The summary of the cable begins:
The proposed Global Virome Project (GVP), an international non-governmental organization built on a decade-long prototype initiated by the U.S. Agency for International Development (USAID), seeks to address vulnerability from emerging diseases by creating a global database of viruses of animal origin and identifying those pathogens with greatest potential to jump to humans through sequencing their genomes, understanding the ecology involved in transmission, and assessing risk to humans. This knowledge could then be used to devise treatments and countermeasures.
The cable states: “U.S-China collaboration on the Global Virome Project in an opportunity to lead innovation in science, collaborate with China, and potentially contribute to scientific breakthroughs.”
The records include a February 23, 2018, email between the U.S. Embassy in Beijing and NIH headquarters, in which NIH officials were monitoring “China Health News from Chinese Media through 02/23/2018:”
- Research at the Wuhan Institute of Virology into how bats “harbor highly pathogenic viruses like Ebola, Marburg and SARS coronavirus but do not show clinical signs of disease.”
- New Chinese discoveries that certain Traditional Chinese Medicines (TCM) could be used to combat bacterial and viral infections which Western medicines could not address due to growing antimicrobial resistance (AMR) to the Western drugs. They note, “Previous experiences showed than TCM remedies can be used as a substitute for Western antibiotics in the presence of some viral diseases, or lower the viral load” and that “further largescale clinical trials are needed before TCM antibiotics can be embraced and promoted globally.”
- A new nano-technology based flu vaccine the Chinese were developing at the Wuhan Institute of Virology.
- Chinese advances in “Human Gene Therapy”, in which “China is helping to advance gene and cell therapy and genome editing research by creating novel viral and nonviral vectors for gene delivery and innovative applications of CRISPR technology in a broad range of disease areas.”
“These FOIA documents show that Fauci’s agency has been hiding information on China’s failure to provide essential data on COVID-19,” said Judicial Watch President Tom Fitton. “The slow-rolling and stonewalling by Fauci’s agency on China, gain of function, and its COVID response generally is pure obstruction.”
Judicial Watch has been deeply involved in investigations into the origins of COVID-19 and has brought many facts to light.
In July 2021, Judicial Watch obtained records from NIAID officials in connection with the Wuhan Institute of Virology revealing significant collaborations and funding that began in 2014. The records revealed that NIAID gave nine China-related grants to EcoHealth Alliance to research coronavirus emergence in bats and was the NIH’s top issuer of grants to the Wuhan lab itself.
In June 2021, Judicial Watch obtained documents from HHS revealing that from 2014 to 2019, $826,277 was given to the Wuhan Institute of Virology for bat coronavirus research by the National Institute of Allergy and Infectious Diseases (NIAID), which is headed by Dr.
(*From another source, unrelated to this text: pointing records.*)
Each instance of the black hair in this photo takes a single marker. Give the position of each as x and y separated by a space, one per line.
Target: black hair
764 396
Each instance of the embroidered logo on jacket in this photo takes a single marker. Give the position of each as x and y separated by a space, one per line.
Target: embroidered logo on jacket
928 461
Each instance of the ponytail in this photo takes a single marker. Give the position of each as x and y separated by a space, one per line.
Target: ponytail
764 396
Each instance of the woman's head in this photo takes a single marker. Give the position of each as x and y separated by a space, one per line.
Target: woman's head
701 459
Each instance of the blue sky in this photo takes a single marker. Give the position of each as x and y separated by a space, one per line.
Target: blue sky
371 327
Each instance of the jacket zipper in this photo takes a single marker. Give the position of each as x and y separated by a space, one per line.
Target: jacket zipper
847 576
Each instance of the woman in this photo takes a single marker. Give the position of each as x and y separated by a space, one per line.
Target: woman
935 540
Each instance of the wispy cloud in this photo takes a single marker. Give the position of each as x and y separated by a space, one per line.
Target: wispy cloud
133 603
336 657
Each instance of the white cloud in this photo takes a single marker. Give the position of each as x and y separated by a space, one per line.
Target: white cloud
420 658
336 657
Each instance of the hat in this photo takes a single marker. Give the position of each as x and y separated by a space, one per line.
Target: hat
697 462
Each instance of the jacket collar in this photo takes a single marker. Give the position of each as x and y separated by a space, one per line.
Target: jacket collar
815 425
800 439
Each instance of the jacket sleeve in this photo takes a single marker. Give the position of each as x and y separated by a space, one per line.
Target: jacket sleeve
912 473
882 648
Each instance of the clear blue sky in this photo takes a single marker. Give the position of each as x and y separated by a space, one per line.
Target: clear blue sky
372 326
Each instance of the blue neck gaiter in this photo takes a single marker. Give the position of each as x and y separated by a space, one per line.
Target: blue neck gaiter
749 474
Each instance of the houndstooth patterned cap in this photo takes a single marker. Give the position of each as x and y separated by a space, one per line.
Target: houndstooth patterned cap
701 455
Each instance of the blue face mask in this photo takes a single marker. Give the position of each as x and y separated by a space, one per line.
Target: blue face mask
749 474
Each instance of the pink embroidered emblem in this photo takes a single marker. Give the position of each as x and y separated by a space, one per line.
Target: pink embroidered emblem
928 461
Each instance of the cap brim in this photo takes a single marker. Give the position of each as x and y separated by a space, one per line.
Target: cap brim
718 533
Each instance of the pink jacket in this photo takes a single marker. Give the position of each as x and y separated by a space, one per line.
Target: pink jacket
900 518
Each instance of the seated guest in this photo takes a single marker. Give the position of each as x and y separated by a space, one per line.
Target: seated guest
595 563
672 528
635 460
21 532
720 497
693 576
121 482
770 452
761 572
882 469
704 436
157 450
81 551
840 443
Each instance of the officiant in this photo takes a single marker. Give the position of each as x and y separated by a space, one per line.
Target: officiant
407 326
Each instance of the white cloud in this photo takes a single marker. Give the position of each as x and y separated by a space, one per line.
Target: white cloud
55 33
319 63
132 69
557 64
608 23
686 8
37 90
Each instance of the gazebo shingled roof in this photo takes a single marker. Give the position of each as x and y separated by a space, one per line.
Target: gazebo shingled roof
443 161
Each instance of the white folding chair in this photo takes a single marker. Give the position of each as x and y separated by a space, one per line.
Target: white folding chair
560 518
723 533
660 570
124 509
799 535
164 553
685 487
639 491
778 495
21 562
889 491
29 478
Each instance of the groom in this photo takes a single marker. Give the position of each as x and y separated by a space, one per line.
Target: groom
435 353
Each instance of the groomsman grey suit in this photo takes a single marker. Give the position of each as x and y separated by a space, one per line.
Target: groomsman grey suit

Anthony Fauci.
In March 2021, Judicial Watch publicly released emails and other records of Dr. Anthony Fauci and Dr. H. Clifford Lane from HHS showing that National Institutes of Health (NIH) officials tailored confidentiality forms to China’s terms and that the World Health Organization (WHO) conducted an unreleased, “strictly confidential” COVID-19 epidemiological analysis in January 2020.
In October 2020, Judicial Watch uncovered emails showing a WHO entity pushing for a press release, approved by Dr. Fauci, “especially” supporting China’s COVID-19 response.